Featured Memory
Lunches with Henry
At some point in the late 70’s I wandered up to Henry’s office door. I was greeted with, “Where did you go on your mission?” I tried to explain that I didn’t go on a mission but I had five older brothers who did. Henry could see I was squirming and said, “Me neither, but I’ll tell ya where I did go; I went to hell and I decided I wasn’t going back.” Henry later told me this was a reference to his job with the steel mill blast furnaces. “Hell on earth” was how he described it. Henry said that was the reason he got an education, so he didn’t have to work in such a place.
We hit it off and I started to drop by Henry’s humble office and we would eat lunch together.

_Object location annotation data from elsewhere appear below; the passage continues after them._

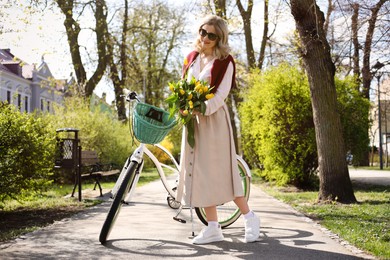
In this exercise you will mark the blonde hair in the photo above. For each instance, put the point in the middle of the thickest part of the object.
(222, 48)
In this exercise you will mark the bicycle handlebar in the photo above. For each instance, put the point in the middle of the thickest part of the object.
(131, 96)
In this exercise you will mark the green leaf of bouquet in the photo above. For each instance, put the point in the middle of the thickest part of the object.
(203, 107)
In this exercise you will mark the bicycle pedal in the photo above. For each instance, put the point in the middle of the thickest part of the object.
(124, 202)
(179, 220)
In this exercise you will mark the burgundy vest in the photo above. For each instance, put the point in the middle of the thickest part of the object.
(217, 71)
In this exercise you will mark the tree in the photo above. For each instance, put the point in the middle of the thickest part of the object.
(155, 31)
(70, 9)
(335, 183)
(367, 36)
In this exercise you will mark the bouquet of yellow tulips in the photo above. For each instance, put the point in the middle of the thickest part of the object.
(187, 97)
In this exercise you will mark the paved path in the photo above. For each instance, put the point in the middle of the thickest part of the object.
(145, 230)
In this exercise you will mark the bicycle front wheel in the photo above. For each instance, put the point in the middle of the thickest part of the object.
(228, 213)
(116, 205)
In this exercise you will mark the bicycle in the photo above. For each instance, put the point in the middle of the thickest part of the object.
(150, 125)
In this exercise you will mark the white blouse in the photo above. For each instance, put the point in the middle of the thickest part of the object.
(212, 105)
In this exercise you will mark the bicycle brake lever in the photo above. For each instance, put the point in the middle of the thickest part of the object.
(179, 220)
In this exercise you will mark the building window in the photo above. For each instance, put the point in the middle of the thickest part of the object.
(9, 97)
(26, 104)
(19, 101)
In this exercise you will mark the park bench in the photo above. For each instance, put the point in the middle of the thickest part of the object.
(92, 168)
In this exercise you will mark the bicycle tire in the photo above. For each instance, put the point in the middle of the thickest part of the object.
(116, 205)
(228, 213)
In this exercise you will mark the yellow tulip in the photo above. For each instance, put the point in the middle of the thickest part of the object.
(209, 96)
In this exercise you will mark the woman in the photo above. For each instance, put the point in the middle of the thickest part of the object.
(209, 171)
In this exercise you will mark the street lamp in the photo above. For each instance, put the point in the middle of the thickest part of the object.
(378, 65)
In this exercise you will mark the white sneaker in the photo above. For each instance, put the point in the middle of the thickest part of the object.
(208, 235)
(252, 229)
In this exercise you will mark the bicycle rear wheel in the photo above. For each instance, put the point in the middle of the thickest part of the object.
(228, 213)
(116, 205)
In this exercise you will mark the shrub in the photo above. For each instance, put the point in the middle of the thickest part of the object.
(26, 152)
(277, 125)
(278, 129)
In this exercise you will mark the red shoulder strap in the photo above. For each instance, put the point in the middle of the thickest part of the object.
(188, 61)
(218, 72)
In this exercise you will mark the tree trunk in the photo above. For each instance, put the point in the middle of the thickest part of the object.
(335, 183)
(355, 40)
(265, 36)
(119, 82)
(246, 18)
(366, 69)
(73, 30)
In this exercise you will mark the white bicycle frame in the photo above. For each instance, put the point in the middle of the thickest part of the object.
(138, 157)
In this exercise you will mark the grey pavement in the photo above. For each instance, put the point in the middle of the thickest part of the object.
(145, 230)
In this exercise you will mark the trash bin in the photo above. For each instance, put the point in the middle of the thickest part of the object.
(68, 155)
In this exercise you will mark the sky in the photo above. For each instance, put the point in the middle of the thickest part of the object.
(42, 35)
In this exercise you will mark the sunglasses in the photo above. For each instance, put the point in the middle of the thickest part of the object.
(211, 36)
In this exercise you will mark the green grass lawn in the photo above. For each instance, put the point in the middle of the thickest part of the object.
(365, 225)
(28, 213)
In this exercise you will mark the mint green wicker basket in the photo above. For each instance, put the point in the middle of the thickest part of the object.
(151, 124)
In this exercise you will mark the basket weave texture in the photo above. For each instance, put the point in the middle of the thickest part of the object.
(148, 130)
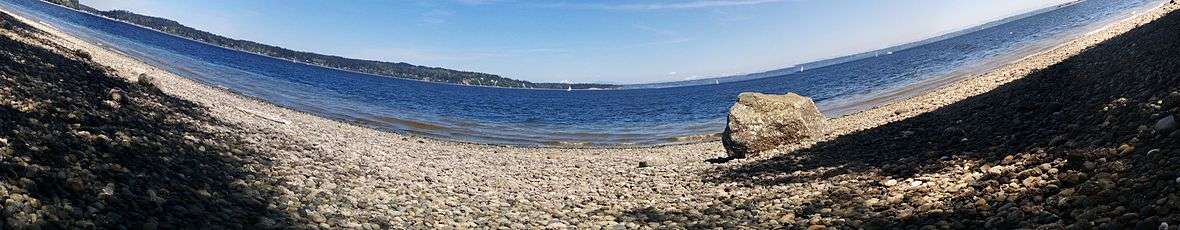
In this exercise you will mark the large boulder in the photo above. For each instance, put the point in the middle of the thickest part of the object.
(762, 122)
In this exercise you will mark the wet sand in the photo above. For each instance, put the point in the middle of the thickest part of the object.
(294, 169)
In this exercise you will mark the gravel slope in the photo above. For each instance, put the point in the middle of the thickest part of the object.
(1060, 138)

Henry would tell me stories and patiently answer my seemingly endless questions about anything and everything. I had a new best friend.
On a number of occasions Henry’s son Ted, whose office was down the hall, would race past and Henry would call out, “Hey Ted you need to meet this guy.” I never met Ted, but I remember one day Henry rolling his eyes and saying, “Kids,” as he chuckled to himself. Henry then started telling me stories about each of his kids: “Ted’s like me and Hal’s more like his mother and boy that’s a blessing if there ever was one.”
Over the next few years I can’t think of too much we didn’t talk about. I admired Henry’s fine mind and his commitment to his work. What lives on in me all these years later and is emblematic of Henry’s life was/is his unique understanding and application of love. To me that was Henry’s example, that was his perfection.
I love Henry, I miss him, and I think about him all the time.